DVD Review: The Last King of Scotland

20th Century Fox
Movie ••• Picture ••••½ Sound •••½ Extras •••½
Forest Whitaker's Oscar-winning turn as brutal Ugandan dictator Idi Amin is a spectacle unto itself. The movie tends to be a bit uneven and repetitive, but the sheer force of Whitaker's acting carries the day. The performance is all the more remarkable given that Whitaker generally plays characters with self-effacing teddy bears, not demonic megalomaniacs, at the cores of their beings.

Although it would lose most of its narrative power with a lesser actor in the lead role, The Last King of Scotland is a visual treat. In a series of powerful images, director Kevin Macdonald and cinematographer Anthony Dod Mantle present modern Uganda as a blazing kaleidoscope of colors. Though a bit juiced up (I'd guess to illustrate the largeness of Amin as a legendary bad guy), they are never oversaturated or smeared in this excellent transfer. From the African street scenes to Amin's multihued outfits, I haven't seen more consistently powerful tones in a long time. This is a case where excess will do nicely.

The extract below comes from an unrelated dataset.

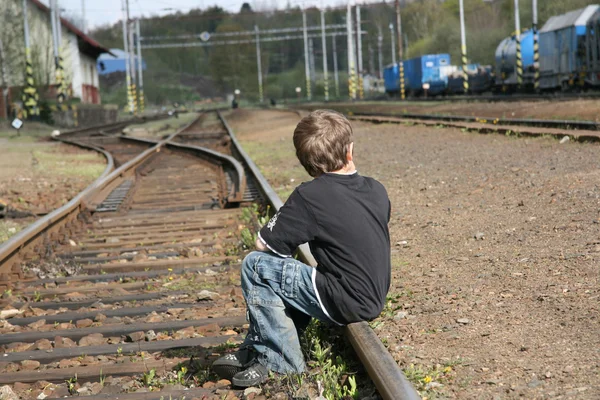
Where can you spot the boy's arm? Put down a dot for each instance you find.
(260, 245)
(291, 226)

Sonically, the disc is above average, too. Dialogue is generally well rendered and crisp, though it doesn't often move much beyond the borders of the screen. On the other hand, surround-channel effects are put to good use in quite a few scenes, particularly when Amin holds court with audiences large and small. There's a telling sense of fear-induced admiration in the form of audible responses from the dictator's subjects that adds nice punctuation to the film's central realities: that this brutal dictator understood the power of fear as a governing tool, and that he had learned this lesson from British colonizers who had come before him.

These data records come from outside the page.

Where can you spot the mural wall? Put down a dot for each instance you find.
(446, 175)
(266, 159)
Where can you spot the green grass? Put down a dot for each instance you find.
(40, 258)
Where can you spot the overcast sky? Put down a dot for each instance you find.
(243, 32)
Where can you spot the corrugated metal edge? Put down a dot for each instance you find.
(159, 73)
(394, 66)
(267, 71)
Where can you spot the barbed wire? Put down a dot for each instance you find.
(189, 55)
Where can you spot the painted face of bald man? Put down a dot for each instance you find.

Solid extras include a commentary by Macdonald, who clearly did his homework on Amin. You also get a handful of deleted scenes (also with director commentary) and three making-of featurettes, the best of which focuses on Whitaker and the techniques he used to channel his character. [R] English, Dolby Digital 5.1; French and Spanish, Dolby Surround; letterboxed (2.35:1) and anamorphic widescreen; dual layer.